Chins, the ‘ethnic Mizos’ in Myanmar, have a history of armed conflict with the authorities in that country.
In fact, on Oct 15, 2015, the Myanmar government and Chin National Army had inked a peace pact and CNA cadres are now living in ‘Camp Victoria’. The Chins have been fighting Myanmar authorities for the last four decades seeking to establish a separate ‘Chin State’ as enshrined in the Panglong Agreement signed in 1947.
The ethnic group (Chins) claim that on Feb 12, 1947, Aung San Suu Kyi’s father Aung San had inked an agreement with Chin People. Mizoram shares a 404-km-long porous international border with Myanmar.
The inflow of refugees from neighbouring Myanmar – mainly Chins – to Mizoram – has started gradually though no official confirmation has been made. About 20-25 people have reportedly sneaked into Zokhawthar village along the international border and where the Indo-Myanmar border trade centre is situated.
The latest military coup in Myanmar is seen with a jaundiced view in Delhi vis-a-vis for the alleged involvement of China in the entire affair. Myanmar’s military junta carried out the coup ousting the Aung San Suu Kyi regime alleging there was electoral fraud during the elections held in November 2020 amid the Covid19 pandemic.
In the sixties and seventies, the Mizo insurgents in the face of actions from Indian security forces used to often sneak into western Myanmar and seek protection in that country.
Mizoram Chief Minister Zoramthanga, a former militant leader himself, said the people of the state would welcome ‘any ethnic Mizo’ or other Myanmar citizens facing persecution for participating in the pro-democratic protest in Myanmar.

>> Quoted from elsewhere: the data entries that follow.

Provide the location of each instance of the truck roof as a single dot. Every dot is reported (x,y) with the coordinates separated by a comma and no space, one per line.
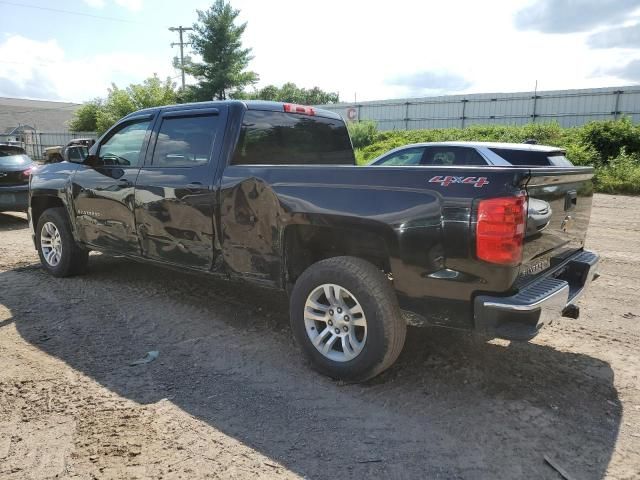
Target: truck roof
(510,146)
(248,104)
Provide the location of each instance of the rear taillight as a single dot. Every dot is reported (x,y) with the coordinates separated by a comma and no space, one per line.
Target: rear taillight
(500,229)
(293,108)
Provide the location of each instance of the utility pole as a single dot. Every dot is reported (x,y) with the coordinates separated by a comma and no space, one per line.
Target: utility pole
(180,30)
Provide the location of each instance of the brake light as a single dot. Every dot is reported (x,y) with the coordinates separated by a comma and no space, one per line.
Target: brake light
(500,229)
(293,108)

Deputy Commissioner of border district Champhai, Maria C T Zuali, has said that any Myanmar citizen sneaking into Indian side fearing backlash from Myanmar authorities for their involvement in the democratic movement should be treated as ‘refugees’ under international protocol and provided with asylum and other necessary assistance and support.
However, the authorities have made it clear that those coming into India (Mizoram) have to follow a prescribed Standard Operating Procedures. The refugees would have to stay in designated camps and would have to carry specific identity cards issued by the Deputy Commissioner’s office. Moreover, they would not be allowed to move out of restricted areas and no visitor would be allowed to the refugee camps.
A large number of Chins and other Myanmar citizens after backlash from military rulers had come to Mizoram in the 1980s. Mizoram government officials say once the democratically elected government headed by Aung San Suu Kyi took charge, most of the refugees had gone back.